After-school update: He reports that he didn't drink his water at all, not one drop, because--get this--he couldn't open the top. I kid you not.

Tuesday, September 2, 2008

Politics As Usual



My kindergartener just returned from an airplane trip with Dad, which involved a layover in Washington, D.C. He reported that he saw some bobble-head dolls (if only I'd videotaped his impression of "dolls that go like this" as he lacked the name for such fascinating things) of McCain and Obama while waiting in the airport. Our conversation went something like this:

Luke: Who are you voting for, Mom? I'm voting for John McCain.

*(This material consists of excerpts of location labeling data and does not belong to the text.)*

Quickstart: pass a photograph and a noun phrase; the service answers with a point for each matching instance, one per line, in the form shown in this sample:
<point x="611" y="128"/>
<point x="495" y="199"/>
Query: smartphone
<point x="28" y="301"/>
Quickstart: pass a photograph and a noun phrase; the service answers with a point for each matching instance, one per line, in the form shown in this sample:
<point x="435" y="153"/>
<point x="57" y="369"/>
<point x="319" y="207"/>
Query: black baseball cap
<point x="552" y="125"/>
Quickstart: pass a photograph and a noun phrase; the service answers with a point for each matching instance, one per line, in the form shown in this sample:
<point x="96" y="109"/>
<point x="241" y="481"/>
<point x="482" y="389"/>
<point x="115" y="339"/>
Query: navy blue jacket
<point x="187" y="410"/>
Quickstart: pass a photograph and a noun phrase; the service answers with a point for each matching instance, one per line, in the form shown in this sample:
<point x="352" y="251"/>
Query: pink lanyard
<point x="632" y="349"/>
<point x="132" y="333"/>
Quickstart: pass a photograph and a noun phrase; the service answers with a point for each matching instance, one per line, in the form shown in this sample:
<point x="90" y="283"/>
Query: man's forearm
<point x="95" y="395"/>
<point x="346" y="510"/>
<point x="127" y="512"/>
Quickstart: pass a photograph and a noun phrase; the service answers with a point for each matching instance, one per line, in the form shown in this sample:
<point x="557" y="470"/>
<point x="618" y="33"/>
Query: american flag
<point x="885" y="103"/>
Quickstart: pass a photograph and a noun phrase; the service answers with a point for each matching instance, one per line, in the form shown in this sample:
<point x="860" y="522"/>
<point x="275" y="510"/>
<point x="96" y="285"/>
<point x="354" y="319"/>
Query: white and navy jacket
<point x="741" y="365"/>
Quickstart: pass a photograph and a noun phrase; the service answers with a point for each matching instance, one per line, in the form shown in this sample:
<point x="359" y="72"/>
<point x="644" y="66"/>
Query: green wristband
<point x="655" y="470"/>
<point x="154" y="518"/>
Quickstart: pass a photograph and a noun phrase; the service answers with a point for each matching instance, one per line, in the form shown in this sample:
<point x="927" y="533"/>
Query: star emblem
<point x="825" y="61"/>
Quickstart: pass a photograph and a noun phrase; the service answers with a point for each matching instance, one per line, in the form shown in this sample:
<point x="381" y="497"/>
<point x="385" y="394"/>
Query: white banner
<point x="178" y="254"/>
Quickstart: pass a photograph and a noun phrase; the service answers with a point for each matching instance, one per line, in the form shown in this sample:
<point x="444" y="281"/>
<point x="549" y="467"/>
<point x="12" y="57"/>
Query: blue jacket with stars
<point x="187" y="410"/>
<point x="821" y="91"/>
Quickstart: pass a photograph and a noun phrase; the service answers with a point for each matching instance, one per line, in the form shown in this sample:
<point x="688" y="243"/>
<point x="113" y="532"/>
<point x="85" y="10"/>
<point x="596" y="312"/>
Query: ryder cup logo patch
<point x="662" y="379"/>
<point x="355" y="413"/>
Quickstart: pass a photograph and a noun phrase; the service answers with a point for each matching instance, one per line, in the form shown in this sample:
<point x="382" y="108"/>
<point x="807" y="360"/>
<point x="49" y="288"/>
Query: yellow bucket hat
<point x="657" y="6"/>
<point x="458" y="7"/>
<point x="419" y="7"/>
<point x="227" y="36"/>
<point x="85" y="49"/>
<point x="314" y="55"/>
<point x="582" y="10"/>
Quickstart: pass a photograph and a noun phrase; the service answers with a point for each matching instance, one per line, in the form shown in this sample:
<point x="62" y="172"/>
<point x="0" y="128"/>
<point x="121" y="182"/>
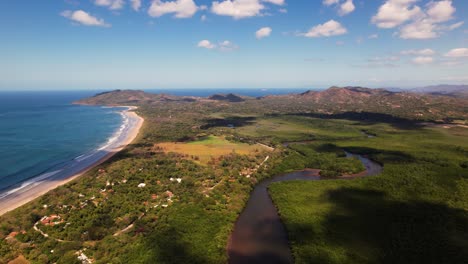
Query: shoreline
<point x="40" y="185"/>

Me: Oh, you are? How come?

Luke: No, actually, I'm voting for Rock Obama.

Me: Why Obama?

Luke: 'Cause I think he'll be a good president.

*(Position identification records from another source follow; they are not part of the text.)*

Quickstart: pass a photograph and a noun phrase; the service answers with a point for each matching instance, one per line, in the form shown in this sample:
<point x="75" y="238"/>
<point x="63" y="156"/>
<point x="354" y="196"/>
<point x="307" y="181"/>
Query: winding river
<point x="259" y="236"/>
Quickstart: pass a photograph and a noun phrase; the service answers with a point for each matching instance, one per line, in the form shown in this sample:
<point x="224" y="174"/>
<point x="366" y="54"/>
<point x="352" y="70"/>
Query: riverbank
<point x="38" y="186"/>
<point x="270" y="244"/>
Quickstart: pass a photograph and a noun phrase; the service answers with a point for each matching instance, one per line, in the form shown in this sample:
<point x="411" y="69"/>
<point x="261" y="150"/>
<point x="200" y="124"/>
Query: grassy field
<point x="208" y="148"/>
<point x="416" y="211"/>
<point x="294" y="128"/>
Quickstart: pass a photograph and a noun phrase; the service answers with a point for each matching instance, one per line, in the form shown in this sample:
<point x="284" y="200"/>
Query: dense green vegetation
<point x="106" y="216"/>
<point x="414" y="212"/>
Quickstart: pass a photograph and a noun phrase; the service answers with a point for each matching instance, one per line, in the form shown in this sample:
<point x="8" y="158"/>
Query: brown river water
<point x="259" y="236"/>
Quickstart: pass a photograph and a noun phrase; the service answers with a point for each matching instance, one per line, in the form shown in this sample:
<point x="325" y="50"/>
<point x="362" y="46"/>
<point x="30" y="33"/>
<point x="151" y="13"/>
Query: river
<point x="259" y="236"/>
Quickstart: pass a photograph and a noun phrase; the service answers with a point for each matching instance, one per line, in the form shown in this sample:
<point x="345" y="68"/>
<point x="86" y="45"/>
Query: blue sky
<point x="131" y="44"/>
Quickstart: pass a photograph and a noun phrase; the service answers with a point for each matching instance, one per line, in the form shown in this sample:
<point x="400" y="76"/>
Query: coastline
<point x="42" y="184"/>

Me: What makes you think that?

Luke: I'm sure he's been practicing at home.

I secretly think he's swooning at the name "Rock." What five-year-old boy wouldn't, really?

Ambition

There are lots of reasons I haven't posted in a while, and really none at all...just typical mired-down-in-life and not sure I have anything particularly interesting in my mind, much less to share with anyone else.

So I'll just share a funny moment from dinner. We were talking about what the kids want to be when they grow up. D wants to be a "digger," to drive a big truck and move big, heavy rocks. Zoe? She wants to be a princess at the state fair.

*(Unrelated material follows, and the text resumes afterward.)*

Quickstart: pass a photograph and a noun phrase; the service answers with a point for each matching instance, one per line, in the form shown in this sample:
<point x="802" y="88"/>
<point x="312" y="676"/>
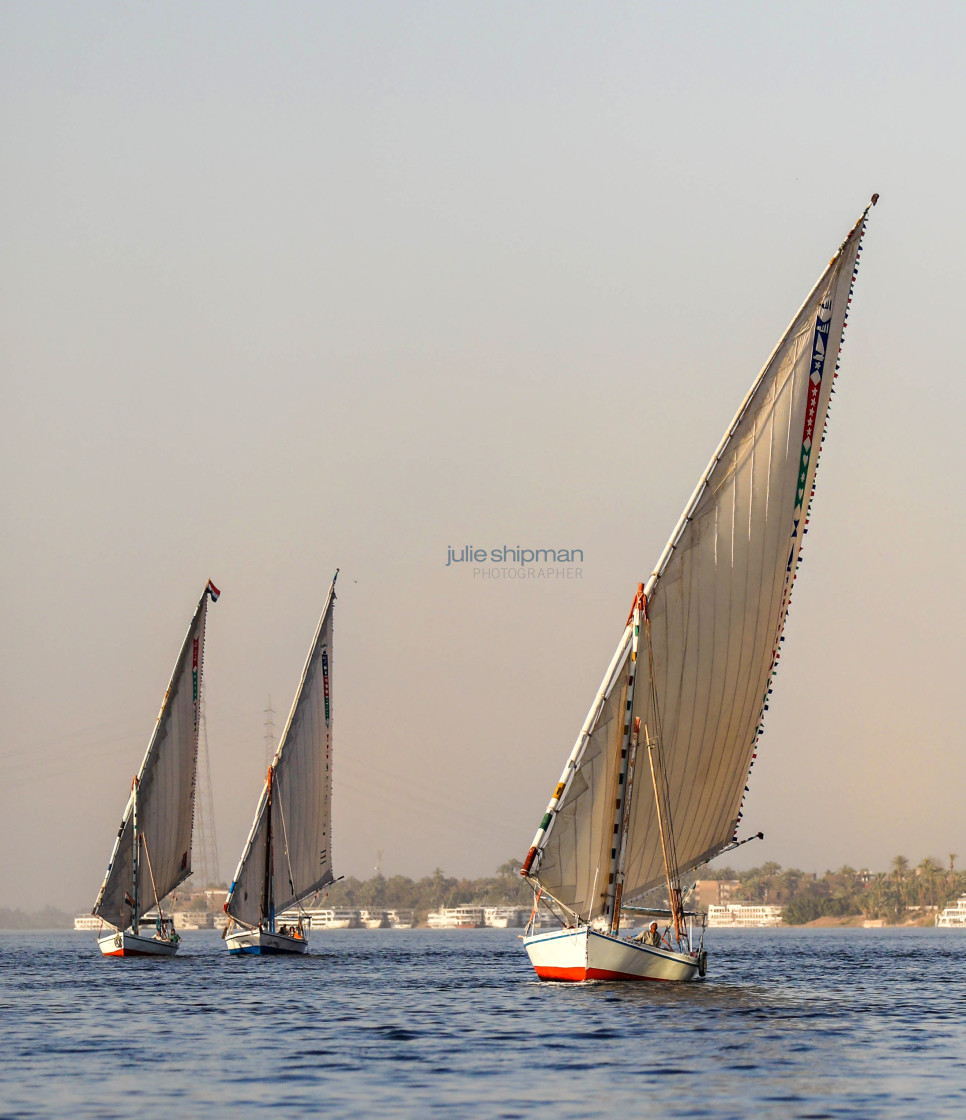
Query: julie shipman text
<point x="507" y="554"/>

Look out, Miss Cow Manure. Your throne is being challenged.

Monday, September 1, 2008

The Blessing of small hands

Ahhh...life with three kids is always interesting. My newest little fellow is only 8 weeks old and has thrown quite a "kink" into my pretty smooth life. I had really gotten into a grove with my 3 and 4 year old and then the baby came along. Once again thrown into sleepless nights, endless diapers, pacing the floor bouncing for all I am worth at 3 in the morning, terrified he is going to wake the other two. The sweet smiles and baby sounds make up for most of the "what have I done to my life adding a third" questions most of the time. But there are those other times ya know...

My 3 year old little girl never has those "other" times. Of course she isn't up all night or changing the diapers but she does listen to her share of screaming and she does get "in a second sweetie, Mommy is nursing the baby" often enough to raise some jealousy. But, no, never. My sweet little girl is always full of love for her little brother. A couple of my favorite examples are:

1. The times that I have sat my baby in his crib nursed, changed, burped, bounced and walked all I can bounce and walk and he is still screaming, and she will stand by his crib while he screams touching his head and saying in her most calming voice, "It is OK little buddy. I am here. I am sorry I don't know what to do for you. Are you tired? Are you hungry? It's OK, don't cry."

2. My very favorite was last week when I dropped her off for her first day of preschool and she told me as she got out of the car, "Be sure to get baby a good nap this morning. He will be getting tired soon." Yes little mother.

I often feel very convicted of my impatience with my smallest child as I watch my daughter love him with no expectations of his returning her affection. She seems to understand that he is little and is just trying to get used to this life much better than I do. I am so thankful for her. She is teaching me how to be a better mother. God uses the least of us.